Postprocessing Procedure
The following steps should be followed: (1) Once the proper time for the is met for
high-level disinfection, the bronchoscope and its channel are rinsed with either sterile
or filtered tap water according to the recommendations disinfectant supplier. (2)
Proper drying of the channel is accomplished by purging 70% alcohol with forced air.

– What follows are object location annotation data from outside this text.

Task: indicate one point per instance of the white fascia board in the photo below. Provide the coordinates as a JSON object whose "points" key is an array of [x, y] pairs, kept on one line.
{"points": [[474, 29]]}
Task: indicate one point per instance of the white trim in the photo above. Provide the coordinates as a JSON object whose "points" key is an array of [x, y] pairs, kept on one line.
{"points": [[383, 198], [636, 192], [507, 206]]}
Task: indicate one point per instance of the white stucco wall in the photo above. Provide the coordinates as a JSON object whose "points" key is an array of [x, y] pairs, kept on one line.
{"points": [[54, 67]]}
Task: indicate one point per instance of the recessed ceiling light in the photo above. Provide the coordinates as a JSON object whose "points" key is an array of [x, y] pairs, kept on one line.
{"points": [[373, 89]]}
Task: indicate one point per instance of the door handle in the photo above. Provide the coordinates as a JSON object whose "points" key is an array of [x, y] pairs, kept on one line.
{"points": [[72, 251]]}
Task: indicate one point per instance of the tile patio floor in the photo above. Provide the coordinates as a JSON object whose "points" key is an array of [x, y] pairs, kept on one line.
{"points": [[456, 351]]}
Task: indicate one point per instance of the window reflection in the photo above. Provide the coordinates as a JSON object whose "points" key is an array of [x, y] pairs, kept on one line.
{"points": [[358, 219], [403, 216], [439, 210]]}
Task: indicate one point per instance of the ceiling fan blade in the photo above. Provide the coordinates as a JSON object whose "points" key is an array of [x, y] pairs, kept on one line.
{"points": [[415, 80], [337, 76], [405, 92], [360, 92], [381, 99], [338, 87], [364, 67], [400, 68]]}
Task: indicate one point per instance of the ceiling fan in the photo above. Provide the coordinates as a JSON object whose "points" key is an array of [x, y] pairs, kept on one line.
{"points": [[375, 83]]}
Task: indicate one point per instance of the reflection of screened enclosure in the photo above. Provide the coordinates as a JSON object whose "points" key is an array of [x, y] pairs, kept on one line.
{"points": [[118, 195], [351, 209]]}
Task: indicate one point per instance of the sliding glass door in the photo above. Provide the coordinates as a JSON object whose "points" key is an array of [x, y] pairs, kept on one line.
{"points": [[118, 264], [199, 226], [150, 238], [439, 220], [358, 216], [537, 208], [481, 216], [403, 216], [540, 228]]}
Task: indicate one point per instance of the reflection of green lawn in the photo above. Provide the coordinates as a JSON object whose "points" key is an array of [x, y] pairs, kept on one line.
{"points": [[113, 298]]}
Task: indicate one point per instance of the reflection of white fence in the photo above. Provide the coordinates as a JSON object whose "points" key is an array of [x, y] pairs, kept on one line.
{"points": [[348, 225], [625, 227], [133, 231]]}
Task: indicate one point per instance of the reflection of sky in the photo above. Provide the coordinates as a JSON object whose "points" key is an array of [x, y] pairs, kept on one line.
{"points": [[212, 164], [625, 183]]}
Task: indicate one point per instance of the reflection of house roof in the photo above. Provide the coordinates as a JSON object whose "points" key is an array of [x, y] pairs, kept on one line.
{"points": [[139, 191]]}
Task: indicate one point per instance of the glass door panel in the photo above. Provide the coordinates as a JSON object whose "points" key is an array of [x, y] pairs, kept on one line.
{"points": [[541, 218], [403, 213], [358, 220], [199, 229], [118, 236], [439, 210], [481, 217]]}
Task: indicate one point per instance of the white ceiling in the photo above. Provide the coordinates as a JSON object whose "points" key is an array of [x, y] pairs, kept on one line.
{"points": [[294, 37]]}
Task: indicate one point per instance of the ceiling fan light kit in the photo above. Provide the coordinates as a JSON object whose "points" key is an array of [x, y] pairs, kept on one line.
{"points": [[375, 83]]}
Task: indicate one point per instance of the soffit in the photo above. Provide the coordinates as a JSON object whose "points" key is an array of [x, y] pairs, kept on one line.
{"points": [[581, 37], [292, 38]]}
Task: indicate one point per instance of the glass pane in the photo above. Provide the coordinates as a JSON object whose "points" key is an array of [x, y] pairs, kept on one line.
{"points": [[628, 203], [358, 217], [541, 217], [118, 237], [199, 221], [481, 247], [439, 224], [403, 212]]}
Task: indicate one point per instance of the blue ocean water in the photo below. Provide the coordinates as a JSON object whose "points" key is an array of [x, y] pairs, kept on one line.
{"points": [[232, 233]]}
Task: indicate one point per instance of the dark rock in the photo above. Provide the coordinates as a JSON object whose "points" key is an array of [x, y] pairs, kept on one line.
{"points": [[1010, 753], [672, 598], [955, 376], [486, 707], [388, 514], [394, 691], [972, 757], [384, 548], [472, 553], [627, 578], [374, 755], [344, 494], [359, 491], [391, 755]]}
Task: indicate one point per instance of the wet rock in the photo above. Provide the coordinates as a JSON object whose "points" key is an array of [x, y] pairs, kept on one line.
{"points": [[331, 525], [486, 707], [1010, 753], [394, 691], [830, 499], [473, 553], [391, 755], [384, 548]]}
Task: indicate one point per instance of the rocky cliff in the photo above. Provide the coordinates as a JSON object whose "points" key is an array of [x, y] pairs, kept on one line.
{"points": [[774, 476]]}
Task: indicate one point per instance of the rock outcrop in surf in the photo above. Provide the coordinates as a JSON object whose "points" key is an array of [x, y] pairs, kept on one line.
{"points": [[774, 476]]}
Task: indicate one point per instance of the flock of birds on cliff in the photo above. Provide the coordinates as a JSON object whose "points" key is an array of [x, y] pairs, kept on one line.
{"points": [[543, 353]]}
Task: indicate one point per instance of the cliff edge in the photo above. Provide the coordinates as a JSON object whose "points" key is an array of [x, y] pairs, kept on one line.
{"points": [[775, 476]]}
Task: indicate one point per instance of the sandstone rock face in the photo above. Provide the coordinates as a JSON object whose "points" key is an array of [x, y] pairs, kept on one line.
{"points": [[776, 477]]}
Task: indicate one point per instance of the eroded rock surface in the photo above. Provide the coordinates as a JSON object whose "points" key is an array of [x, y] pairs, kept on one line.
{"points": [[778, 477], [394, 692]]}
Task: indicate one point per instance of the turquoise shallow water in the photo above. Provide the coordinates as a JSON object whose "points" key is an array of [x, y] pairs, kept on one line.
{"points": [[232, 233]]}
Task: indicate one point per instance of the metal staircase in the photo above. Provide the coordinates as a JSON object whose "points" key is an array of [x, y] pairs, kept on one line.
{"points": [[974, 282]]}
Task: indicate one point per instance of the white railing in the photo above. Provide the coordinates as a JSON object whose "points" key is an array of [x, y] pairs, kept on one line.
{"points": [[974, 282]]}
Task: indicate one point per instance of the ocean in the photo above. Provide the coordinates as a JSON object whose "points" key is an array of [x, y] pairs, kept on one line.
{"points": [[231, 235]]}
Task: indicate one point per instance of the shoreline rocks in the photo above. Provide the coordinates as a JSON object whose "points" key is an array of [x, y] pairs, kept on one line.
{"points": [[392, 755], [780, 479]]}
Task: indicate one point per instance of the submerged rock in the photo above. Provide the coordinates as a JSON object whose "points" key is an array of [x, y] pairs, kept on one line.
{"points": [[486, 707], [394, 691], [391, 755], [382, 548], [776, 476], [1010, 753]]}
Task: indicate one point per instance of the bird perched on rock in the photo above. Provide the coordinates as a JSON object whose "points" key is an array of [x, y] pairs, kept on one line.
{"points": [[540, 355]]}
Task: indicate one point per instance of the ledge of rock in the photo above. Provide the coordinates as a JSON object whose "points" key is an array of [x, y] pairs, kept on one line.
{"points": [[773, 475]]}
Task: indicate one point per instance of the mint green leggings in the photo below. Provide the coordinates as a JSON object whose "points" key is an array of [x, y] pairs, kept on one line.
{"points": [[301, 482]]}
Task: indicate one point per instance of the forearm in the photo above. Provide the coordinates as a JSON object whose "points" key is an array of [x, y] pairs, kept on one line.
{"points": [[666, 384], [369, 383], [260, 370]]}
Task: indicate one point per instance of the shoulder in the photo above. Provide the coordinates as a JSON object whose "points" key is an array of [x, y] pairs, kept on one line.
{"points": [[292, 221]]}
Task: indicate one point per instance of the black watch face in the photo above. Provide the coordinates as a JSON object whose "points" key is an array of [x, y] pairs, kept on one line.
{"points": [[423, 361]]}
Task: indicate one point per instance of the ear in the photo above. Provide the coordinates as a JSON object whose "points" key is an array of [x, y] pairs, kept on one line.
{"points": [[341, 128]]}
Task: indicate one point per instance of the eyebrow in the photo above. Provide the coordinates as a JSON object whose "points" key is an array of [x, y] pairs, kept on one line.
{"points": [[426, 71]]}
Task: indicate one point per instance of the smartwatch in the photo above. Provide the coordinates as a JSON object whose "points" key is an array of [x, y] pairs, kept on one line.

(3) Remove the water-tight caps from the instrument and hang vertically in a storage
cabinet devoid of any valves. (4) Proper documentation related to the use and the
disinfection of the instrument (medical record number of the patient, date of the
procedure, bronchoscopist performing the procedure, model and the serial number of
the scope, and the date of reprocessing) is maintained for infection control purposes.